Un film del 2021 di Pierfrancesco Diliberto, in arte Pif, ha un titolo particolarmente significativo calato nella nostra realtà, per il nostro comportamento quotidiano di fronte a ciò che accade sulle nostre teste. Il titolo contiene una parola un po’ volgare, ma il fatto che venga scritta sui manifesti pubblicitari può essere un alibi per trascriverla: “E noi come stronzi rimanemmo a guardare”.
Il ruolo sociale dei cittadini non si esaurisce con lo scrivere un post o un commento su uno dei tanti social. Non è pensabile che il contributo alle problematiche comuni sia tutto lì, non è questa la partecipazione democratica utile alla società. No, la partecipazione democratica è ben altra cosa, e un giorno potremmo fare i conti con la nostra coscienza guardando i risultati di decisioni prese sulla nostra testa nell’indifferenza generale, e chiamarci “stronzi” sarà il minimo che potremo fare per non essere intervenuti, per essere rimasti a guardare consentendo che altri ipotecassero il futuro della città e quindi il nostro.
Ad esempio si apprende che l’Autorità di Sistema Portuale Mare Adriatico Meridionale ha, con avviso pubblico, datato 14 luglio scorso, reso noto che la società Act Blade Europe srl, con sede a Pomigliano d’Arco, ha avanzato richiesta per “il rilascio di una concessione demaniale settennale per l’occupazione e l’uso di una superficie di area scoperta di mq 12.768, sita in area portuale, località Sant’Apollinare, nel porto di Brindisi, allo scopo di allocare dei capannoni prefabbricati all’interno dei quali avviare l’attività di ricerca e sviluppo e di manifattura di pale eoliche”. La stessa società ha fatto sapere che prevede la creazione di 398 posti di lavoro e di 120 indiretti e che l’area individuata è ottima per la vicinanza della banchina che consentirebbe enorme facilità nello spostamento e imbarco/sbarco della loro produzione. Ciò significherebbe per la società in questione un enorme vantaggio economico.

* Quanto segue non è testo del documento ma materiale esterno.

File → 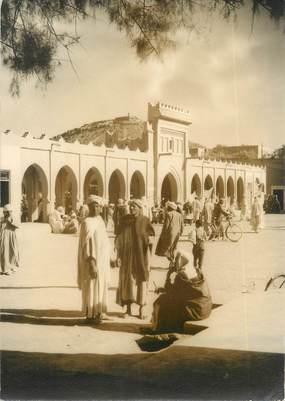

E’ chiaro che nessuno può essere tanto folle da dire no ad un insediamento che produce posti di lavoro. E’ legittimo, oltre che doveroso, però porsi delle domande: ma non si stava “scalpitando” perchè a S. Apollinare si costruissero degli accosti per traghetti, ro-ro e navi da crociera? Questi accosti, secondo quanto sostenuto dall’AdP e dagli operatori portuali, sono d’importanza capitale perché risolverebbero tutti problemi del porto rilanciandone l’economia. Viene da chiedersi, se l’area di S. Apollinare è strategica per il rilancio del traffico passeggeri che senso ha limitarne la capacità per un insediamento manifatturiero che esigerà spazi adeguati? Del resto la vigente pianificazione (Variante del Piano Regolatore Portuale proposta nel 2002 e approvata nel 2006) non prescrive per tutta l’area di S.Apollinare la destinazione a traffico passeggeri e ro-ro? E tale destinazione d’uso non è sicuramente in contrasto con tale insediamento indiscutibilmente industriale e manifatturiero? Non è molto più logico che questo si insedi nell’area industriale o nella Zona Franca Doganale che sarà gestita da Enel Logistics o da qualche altra parte ma non in un’area portuale? Questa idea, stramba, fa il paio con un’altra sua pari: l’aver individuato il sito di Costa Morena per il deposito Edison di Gnl, che influirà moltissimo e negativamente sulle potenzialità logistiche di quell’area e con gli obiettivi per cui è stata infrastruturata e collegata con la rete ferroviaria nazionale. Quest’ultima “stramberia”, oltretutto, non ha trovato d’accordo vari imprenditori portuali che incomprensibilmente non hanno dato seguito alla loro contrarietà.
Tutto ciò fa ritenere che si stia consumando un altro passo verso la “chiusura” del porto, ridotto ad area industriale. Con questa concessione, qualora dovesse essere approvata, e quella del deposito Edison il porto diventa più piccolo per le attività tipiche dei porti cioè quelle commerciali legati a trasporti e logistica. Il tanto agognato pontile a briccole non basterà a sostenere lo sviluppo del porto e del retroporto, come si legge in alcuni articoli dai toni trionfanti, se si riduce oggi la potenzialità del porto. In tutto ciò non si intravede una pianificazione logica e sensata dello sviluppo del porto, ma soprattutto ad un’azione di forte limitazione della sua polifunzionalità che probabilmente infastidisce e preoccupa qualcuno.
Se si intendono trasformare le aree portuali in industriali allora perché non usare il capannone ex Montecatini volutamente escluso dall’area portuale?